Like `AgentWorkflow`, the `Grader` has one abstract method — `grade()` — which receives a `GraderContext` containing the agent's outputs and the reference answer for the current dataset row.

## GraderContext

The `ctx` parameter passed to `grade()` provides:

| Field                                      | Type                       | Description                                                                                          |
| ------------------------------------------ | -------------------------- | ---------------------------------------------------------------------------------------------------- |
| `ctx.label`                                | `str \| None`              | Reference answer for the current dataset row (typically your `ground_truth` column)                  |
| `ctx.metadata`                             | `dict[str, Any] \| None`   | Per-row metadata from the dataset's optional `metadata` column. `None` when the row has no metadata. |
| `ctx.samples`                              | `dict[str, RolloutSample]` | Agent outputs keyed by sample ID                                                                     |
| `ctx.project_path`                         | `str \| None`              | Optional project path supplied by the execution harness                                              |
| `ctx.artifacts`                            | `dict[str, Any] \| None`   | Optional output JSON the grader attaches; starts as `None`                                           |
| `ctx.set_sample_reward(sample_id, reward)` | method                     | Assign a float reward to a sample                                                                    |
| `ctx.set_artifacts(artifacts)`             | method                     | Attach an optional output JSON payload (see [Artifacts](#artifacts))                                 |

<Note>
  The Grader runs whenever a dataset row has a `label` **or** `metadata`, so you can drive reward signals from metadata alone (for example, expected tool calls or per-row rubrics).
</Note>

<Note>
  `ctx.samples` is keyed by sample source ID within a single workflow execution. With the built-in integrations, sample IDs usually come from the Strands agent name or the OpenAI Agents session name.
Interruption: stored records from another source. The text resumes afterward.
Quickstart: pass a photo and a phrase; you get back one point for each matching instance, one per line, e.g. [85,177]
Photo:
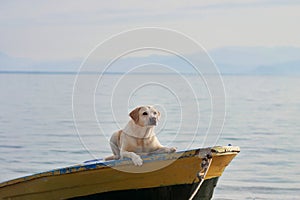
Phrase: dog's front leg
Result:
[136,159]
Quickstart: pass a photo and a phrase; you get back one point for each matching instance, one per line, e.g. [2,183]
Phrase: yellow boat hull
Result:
[102,178]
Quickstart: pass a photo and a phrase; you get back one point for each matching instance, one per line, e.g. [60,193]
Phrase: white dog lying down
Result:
[138,136]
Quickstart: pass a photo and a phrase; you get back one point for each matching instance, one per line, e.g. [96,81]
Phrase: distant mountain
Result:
[229,60]
[9,62]
[257,60]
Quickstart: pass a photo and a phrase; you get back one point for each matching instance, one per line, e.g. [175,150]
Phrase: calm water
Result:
[263,117]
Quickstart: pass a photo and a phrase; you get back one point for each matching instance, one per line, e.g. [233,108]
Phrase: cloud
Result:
[64,29]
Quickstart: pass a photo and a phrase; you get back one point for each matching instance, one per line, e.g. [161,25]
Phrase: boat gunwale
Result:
[101,164]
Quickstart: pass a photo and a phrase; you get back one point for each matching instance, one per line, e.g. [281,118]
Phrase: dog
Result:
[138,137]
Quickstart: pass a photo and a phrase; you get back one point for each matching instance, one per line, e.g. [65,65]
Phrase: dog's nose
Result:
[153,120]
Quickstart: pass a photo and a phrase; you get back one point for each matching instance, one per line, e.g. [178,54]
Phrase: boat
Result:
[189,174]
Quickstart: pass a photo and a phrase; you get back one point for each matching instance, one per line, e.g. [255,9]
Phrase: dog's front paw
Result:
[172,150]
[137,160]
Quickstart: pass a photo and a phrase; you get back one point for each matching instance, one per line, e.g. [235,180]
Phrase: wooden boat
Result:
[162,176]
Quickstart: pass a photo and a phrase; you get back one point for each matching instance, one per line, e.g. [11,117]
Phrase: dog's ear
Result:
[135,114]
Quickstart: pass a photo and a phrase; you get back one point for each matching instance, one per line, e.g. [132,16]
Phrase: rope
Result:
[205,164]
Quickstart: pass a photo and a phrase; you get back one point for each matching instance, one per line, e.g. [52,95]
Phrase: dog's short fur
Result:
[138,137]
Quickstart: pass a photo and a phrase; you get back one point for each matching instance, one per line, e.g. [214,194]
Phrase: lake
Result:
[38,131]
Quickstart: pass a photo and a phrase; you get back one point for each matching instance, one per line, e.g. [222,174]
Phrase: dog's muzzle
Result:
[153,121]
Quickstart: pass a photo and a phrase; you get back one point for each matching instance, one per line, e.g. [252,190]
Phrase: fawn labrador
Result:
[138,137]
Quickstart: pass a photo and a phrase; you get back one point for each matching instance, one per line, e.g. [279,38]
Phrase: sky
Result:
[69,29]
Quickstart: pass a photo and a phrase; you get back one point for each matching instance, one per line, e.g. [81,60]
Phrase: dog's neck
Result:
[135,130]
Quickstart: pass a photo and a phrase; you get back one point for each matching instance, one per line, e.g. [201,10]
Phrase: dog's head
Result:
[145,116]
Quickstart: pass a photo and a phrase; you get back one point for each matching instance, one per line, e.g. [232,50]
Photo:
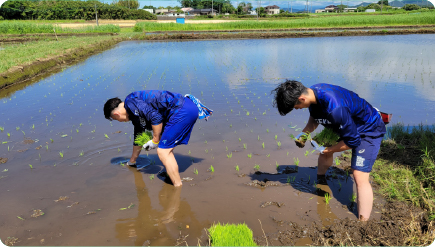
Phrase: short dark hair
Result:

Evaluation runs and training runs can still execute the workflow multiple times for the same prompt (`[evaluation].n` in evaluation configs, `n_samples_per_prompt` in training configs); each execution receives its own `GraderContext`.
</Note>

### `set_sample_reward`

Call `ctx.set_sample_reward(sample_id, reward)` to assign a reward to each sample. The reward should be a float — typically between 0.0 and 1.0, but any float value is accepted.

```python theme={"theme":{"light":"github-light","dark":"github-dark"},"languages":{"custom":["/languages/cli.json"]}}
ctx.set_sample_reward(sample_id, 0.85)
```

<Warning>
  `set_sample_reward` raises a `ValueError` if the `sample_id` is not found in `ctx.samples`. Always iterate over `ctx.samples.items()` to ensure you use valid sample IDs.
</Warning>

## Artifacts

`ctx.set_artifacts(artifacts)` is an optional output channel for returning structured JSON alongside rewards — judge explanations, IDs, or pointers to larger traces the frontend can render. Use it when reward alone doesn't capture why you scored a sample the way you did. Skip the call and nothing changes on the wire; existing callbacks stay byte-identical.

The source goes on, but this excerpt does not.